Si l’on veut jeter un coup-d’œil sur l’Europe du xiiie siècle, et voir depuis cent ans quels évènemens s’y accomplissaient, on sentira que l’on touche à cette époque où la féodalité, préparée par une genèse de huit siècles, commence le laborieux enfantement de la civilisation. Le monde païen et impérial d’Auguste s’était écroulé avec Charlemagne en Occident, et avec Alexis l’Ange en Orient : le monde chrétien et féodal de Hugues Capet lui avait succédé, et le moyen-âge religieux et politique, personnifié déjà dans Grégoire vii et dans Louis ix, n’attendait plus pour se compléter que son représentant littéraire.
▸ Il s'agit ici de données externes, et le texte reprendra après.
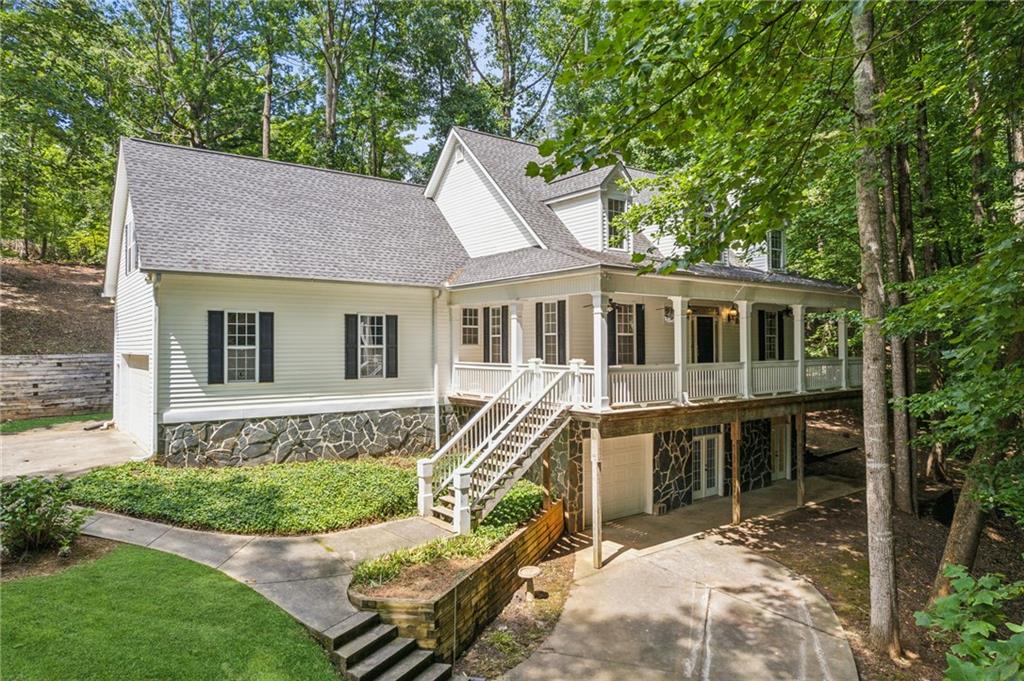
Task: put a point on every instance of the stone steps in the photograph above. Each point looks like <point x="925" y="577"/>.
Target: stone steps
<point x="365" y="648"/>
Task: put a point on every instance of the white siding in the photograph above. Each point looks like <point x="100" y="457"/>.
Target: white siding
<point x="479" y="216"/>
<point x="309" y="349"/>
<point x="583" y="216"/>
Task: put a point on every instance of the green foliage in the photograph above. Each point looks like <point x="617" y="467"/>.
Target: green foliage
<point x="137" y="613"/>
<point x="47" y="421"/>
<point x="278" y="499"/>
<point x="37" y="514"/>
<point x="973" y="619"/>
<point x="520" y="504"/>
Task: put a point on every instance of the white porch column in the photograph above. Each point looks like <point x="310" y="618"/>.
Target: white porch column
<point x="515" y="334"/>
<point x="601" y="400"/>
<point x="798" y="346"/>
<point x="744" y="345"/>
<point x="843" y="351"/>
<point x="679" y="330"/>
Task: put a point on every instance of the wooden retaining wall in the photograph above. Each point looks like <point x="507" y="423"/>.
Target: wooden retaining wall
<point x="34" y="385"/>
<point x="451" y="622"/>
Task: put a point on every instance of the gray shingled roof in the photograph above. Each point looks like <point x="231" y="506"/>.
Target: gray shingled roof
<point x="201" y="211"/>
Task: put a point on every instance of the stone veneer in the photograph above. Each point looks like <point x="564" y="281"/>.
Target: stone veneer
<point x="253" y="441"/>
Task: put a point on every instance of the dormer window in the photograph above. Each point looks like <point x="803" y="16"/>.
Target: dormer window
<point x="615" y="207"/>
<point x="776" y="250"/>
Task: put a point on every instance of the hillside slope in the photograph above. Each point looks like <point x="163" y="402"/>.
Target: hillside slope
<point x="48" y="308"/>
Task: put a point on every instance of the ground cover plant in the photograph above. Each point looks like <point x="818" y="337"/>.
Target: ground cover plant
<point x="278" y="499"/>
<point x="520" y="504"/>
<point x="137" y="613"/>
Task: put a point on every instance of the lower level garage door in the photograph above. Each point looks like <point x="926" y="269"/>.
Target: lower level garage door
<point x="626" y="476"/>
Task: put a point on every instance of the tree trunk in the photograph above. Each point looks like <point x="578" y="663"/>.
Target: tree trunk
<point x="884" y="629"/>
<point x="901" y="447"/>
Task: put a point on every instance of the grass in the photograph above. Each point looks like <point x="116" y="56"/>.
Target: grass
<point x="519" y="505"/>
<point x="47" y="421"/>
<point x="281" y="499"/>
<point x="137" y="613"/>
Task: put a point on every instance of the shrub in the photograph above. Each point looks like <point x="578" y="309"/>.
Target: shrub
<point x="971" y="619"/>
<point x="37" y="514"/>
<point x="519" y="505"/>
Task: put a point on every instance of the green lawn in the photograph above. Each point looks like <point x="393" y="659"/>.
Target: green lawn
<point x="47" y="421"/>
<point x="137" y="613"/>
<point x="281" y="499"/>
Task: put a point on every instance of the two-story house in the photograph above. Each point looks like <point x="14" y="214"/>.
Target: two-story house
<point x="267" y="311"/>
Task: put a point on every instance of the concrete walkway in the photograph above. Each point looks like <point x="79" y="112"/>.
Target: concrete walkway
<point x="64" y="449"/>
<point x="307" y="577"/>
<point x="673" y="604"/>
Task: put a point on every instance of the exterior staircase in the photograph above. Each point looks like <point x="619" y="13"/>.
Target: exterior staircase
<point x="365" y="648"/>
<point x="467" y="477"/>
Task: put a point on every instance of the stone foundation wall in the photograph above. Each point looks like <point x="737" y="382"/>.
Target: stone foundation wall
<point x="254" y="441"/>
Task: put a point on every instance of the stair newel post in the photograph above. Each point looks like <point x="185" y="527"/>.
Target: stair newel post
<point x="425" y="469"/>
<point x="462" y="519"/>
Il y a de ces momens où des idées vagues, cherchant un corps pour se faire homme, flottent au-dessus des sociétés comme un brouillard à la surface de la terre : tant que le vent le pousse sur le miroir des lacs ou sur le tapis des plaines, ce n’est qu’une vapeur sans forme, sans consistance et sans couleur ; mais s’il rencontre un grand mont, il s’attache à sa cime, la vapeur devient nuée, la nuée orage, et tandis que le front de la montagne ceint son auréole d’éclairs, l’eau qui filtre mystérieusement, s’amasse dans ses cavités profondes, et sort à ses pieds, source de quelque fleuve immense, qui traverse, en s’élargissant toujours, la terre ou la société, et qui s’appelle le Nil ou l’Iliade, le Pô ou la Divine Comédie.

Dante, comme Homère, eut le bonheur d’arriver à l’une de ces époques où une société vierge cherche un génie qui formule ses premières pensées : il apparut au seuil du monde au moment où saint Louis frappait à la porte du ciel. Derrière lui tout était ruines, devant lui tout était avenir ; mais le présent n’avait encore que des espérances.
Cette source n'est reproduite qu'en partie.